Однажды, придя к Гражулисам, он достал лист бумаги и протянул его Ауксе:
— Смотри, Ауксе, этот декрет осуждает меня, мое поведение и мои писания. Эта бумажка для меня все равно что Рубикон для Цезаря. Перейдешь его, и пути к отступлению не будет. Цезарь колебался, и все-таки перешел и победил.
Хотя он говорил шутливым тоном, но Ауксе поняла, что дело это серьезное. На тему о Цезаре пошутила и она:
— Легенда говорит, что когда Цезарь заколебался, его ободрило какое-то лучезарное существо, может быть, его муза. Предоставь эту роль мне. Покажи, что это за бумага.
— Бумага эта, Ауксе, написана по-латыни, — объяснил Васарис и разложил ее на столе. — Уж по одной той причине, что ты плохо знаешь этот язык, тебе не выполнить роли музы Цезаря.
— Ну, довольно о Цезаре, на которого ты, кстати, совсем не похож! Кто и что тебе здесь пишет?

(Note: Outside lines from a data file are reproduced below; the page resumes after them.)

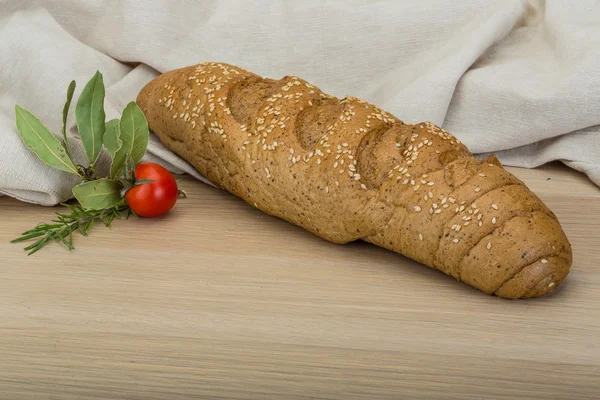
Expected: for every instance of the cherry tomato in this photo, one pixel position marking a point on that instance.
(155, 198)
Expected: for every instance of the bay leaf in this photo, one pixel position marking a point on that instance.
(98, 194)
(134, 132)
(42, 142)
(113, 143)
(89, 114)
(70, 91)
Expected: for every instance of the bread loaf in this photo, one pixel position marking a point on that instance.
(346, 170)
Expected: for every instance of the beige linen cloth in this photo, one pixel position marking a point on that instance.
(517, 78)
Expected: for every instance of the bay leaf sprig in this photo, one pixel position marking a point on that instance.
(42, 142)
(99, 197)
(89, 114)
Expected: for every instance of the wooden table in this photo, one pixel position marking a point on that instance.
(219, 301)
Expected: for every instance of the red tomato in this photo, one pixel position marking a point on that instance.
(155, 198)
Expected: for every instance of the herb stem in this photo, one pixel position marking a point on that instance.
(64, 225)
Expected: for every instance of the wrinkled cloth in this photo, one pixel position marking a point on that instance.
(517, 78)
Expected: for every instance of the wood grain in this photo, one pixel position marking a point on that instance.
(219, 301)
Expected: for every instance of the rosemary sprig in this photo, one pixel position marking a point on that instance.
(63, 226)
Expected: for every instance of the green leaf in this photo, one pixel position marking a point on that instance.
(134, 132)
(113, 143)
(98, 194)
(42, 142)
(89, 114)
(70, 92)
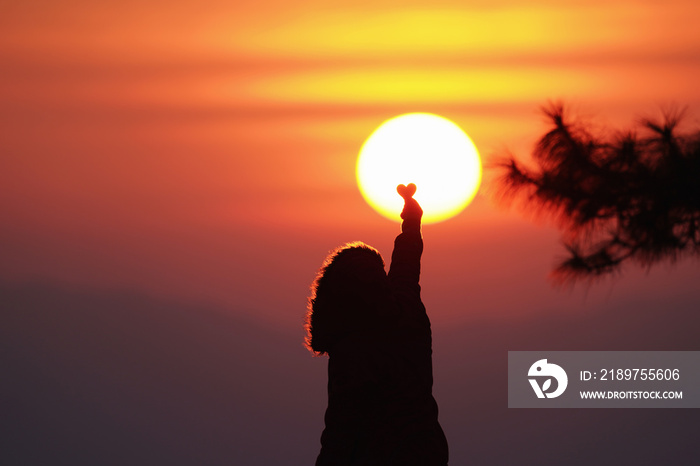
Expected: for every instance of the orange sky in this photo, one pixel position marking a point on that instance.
(206, 150)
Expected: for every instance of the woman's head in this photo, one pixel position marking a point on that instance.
(345, 293)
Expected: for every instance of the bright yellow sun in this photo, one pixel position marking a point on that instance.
(425, 149)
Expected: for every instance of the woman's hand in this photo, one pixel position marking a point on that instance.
(411, 209)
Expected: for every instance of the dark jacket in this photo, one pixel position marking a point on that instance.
(381, 410)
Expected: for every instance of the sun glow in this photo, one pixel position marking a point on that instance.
(425, 149)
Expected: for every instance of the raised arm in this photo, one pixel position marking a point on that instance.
(408, 246)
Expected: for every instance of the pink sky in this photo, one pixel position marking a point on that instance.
(199, 150)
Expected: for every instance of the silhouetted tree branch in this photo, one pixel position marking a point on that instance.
(627, 197)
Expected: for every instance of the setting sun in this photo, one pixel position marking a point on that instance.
(425, 149)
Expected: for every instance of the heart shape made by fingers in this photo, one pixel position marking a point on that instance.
(406, 192)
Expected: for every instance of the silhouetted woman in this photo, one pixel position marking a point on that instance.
(376, 332)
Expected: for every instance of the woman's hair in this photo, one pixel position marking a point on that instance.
(348, 279)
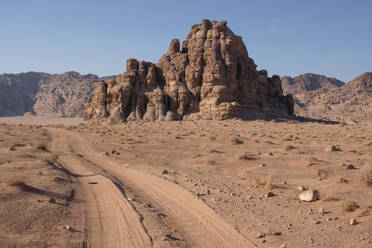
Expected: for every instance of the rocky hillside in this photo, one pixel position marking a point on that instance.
(45, 94)
(308, 82)
(209, 76)
(351, 102)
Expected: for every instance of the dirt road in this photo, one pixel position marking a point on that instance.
(113, 222)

— Эта бумага из епархиальной курии. Мне приказывают носить сутану, поселиться при костеле, выполнять реколлекции, читать бревиарий, не ходить в театр и свои сочинения давать на просмотр духовной цензуре. Как по-твоему, не маловато ли?
— Это серьезно? Ты не шутишь? — удивилась Ауксе.
— Ничуть. Откровенно говоря, я давно ждал ее.
— Вот не думала я, что среди церковного начальства есть такие ограниченные люди!
— Почему ограниченные? — не согласился с ней Васарис. — Это вполне понятные требования. Если бы я собирался оставаться ксендзом, то выполнял бы их, не дожидаясь приказаний. Этого требует простая логика жизни.
Ауксе продолжала удивляться.
— Давать на контроль свои произведения и не ходить в театры в наше время? Какая уж тут логика!
— Вот какая. Духовенство должно быть чистым и дисциплинированным, если оно хочет быть сильным и управлять миром. А оно хочет этого. Духовное начальство должно прибирать к рукам каждого, кто начинает сходить с колеи. А кто уж сошел или не хочет подчиняться его предписаниям, то пожалуйста — скатертью дорога! К сожалению, начальство так не действует. Оно слишком часто терпит разные компромиссы и нарушения установлении церкви, если ему это выгодно в других отношениях. А тех, кто недвусмысленно, открыто хочет отказаться от звания, оно преследует и предает осуждению. Отсюда и его недомыслие, ограниченность и фанатизм. Я не возражаю против внутренней дисциплины сословия и строгих требований, предъявляемых тем, кто хочет принадлежать к нему, но тем, кто хочет выйти из него, я советую сопротивляться, а в случае необходимости и бороться. В наш век терпимость должна быть не милостью, не подаянием, не компромиссом, а правом и обязанностью. Мы все люди.
Но Ауксе в ответ на его решительные слова недоверчиво улыбнулась:
— Хорошо тебе сейчас рассуждать о требованиях, предъявляемых духовному сословию, и одобрять их. Ты сам почти вырвался из его оков. Ты, счастливчик, вспомни о других, которые не могут пойти по твоим стопам и вынуждены до гробовой доски оставаться духовными. Им-то и нужно, чтобы бремя священства не было пожизненным.
— Так ради них-то и нужны реформы! Пусть и им откроется дорога к жизни, к какой-нибудь полезной деятельности.